Saturday, September 27, 2008

As a Java developer I'm sometimes bitten by a bug when runtime loads a wrong class form a wrong library. Often times I'd loose a lot of time tracing the problem to multiple versions of the same library loaded. This quite often happens when you use Maven. For instance, if you put a dependency on two different libraries, and one of them pulls down one version of Log4J, while another loads a different version of it, you are going to end up with two versions of the same. Chances are that they not compatible with one another.

After stumbling into this situation a few times, I decided to write a simple Swing based app for tracing down all the jars in a specific directory. Thus, the JarExplorer was born.

JarExplorer is a simple tool which can be used to inspect large jar repositories. It will allow to locate classes, property files, images, and all other resources inside those libs.

It works very well for me, and I hope someone else will also find it useful.

It can be downloaded from the following location: http://code.google.com/p/jar-explorer/


Besides ability to open images, text and HTML, it also alloes to peek inside classes. It will show inheritance, all methods (even private) as well as all member variables. This is accomplished via use of a library called javad: http://www.bearcave.com/software/java/javad/index.html by Ian Kaplan.
Java reflection was too limiting for the purpose, but Ian's library worked quite well.

The JarExplorer is fully self-sufficient, and does not require anything else (besides Java :)).
When it starts up, point it to a directory with jar files and wait a bit until it indexes every jar in it (recursively of course). After that you can do very fast searches using this tool.


Good luck
igor

Monday, February 18, 2008

Exadel Flamingo Released

Although this blog is a bit late on the news, nonetheless, we finally released Exadel Flamingo 1.6. This is a bog milestone for the project.
For those who does not know what Flamingo is, can refer to the following articles: Integrating Flex with Seam and Flamingo.
Even though this article describes integration with JBoss Seam, Flamingo supports combination of Spring/Hibernate pretty much the same.

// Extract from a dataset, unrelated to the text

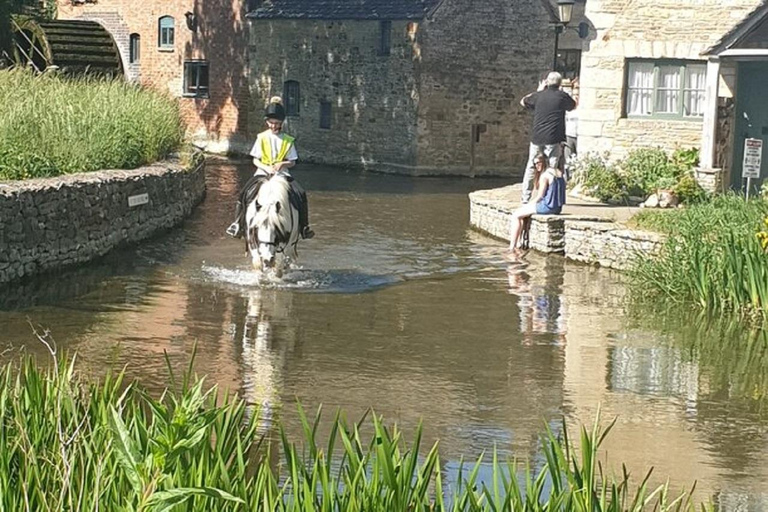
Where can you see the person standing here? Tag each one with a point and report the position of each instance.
(549, 105)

The new release, besides the previous features, contains vast improvements. It moved made a few steps in the direction to become an agile development framework for Flex on Java. The features of interest are:
  • Code generation greatly improved with generation of ActionScript files from Java, added ability to create CRUD screens for entities with relations (e.g. one-to-many)
  • 'CallSet' and 'Binding' Flex components added for Spring
  • Added "search by relationship" and sorting for dynamic methods
  • Spring Security integration added

The nice thing about Flamingo is now, you can develop applications on Flex blazingly fast. There is a wealth of simple scripts to generate most artifacts in the project, including a fully working scaffolding for entities - completely wired up. This is a great way to prototype a relationship model.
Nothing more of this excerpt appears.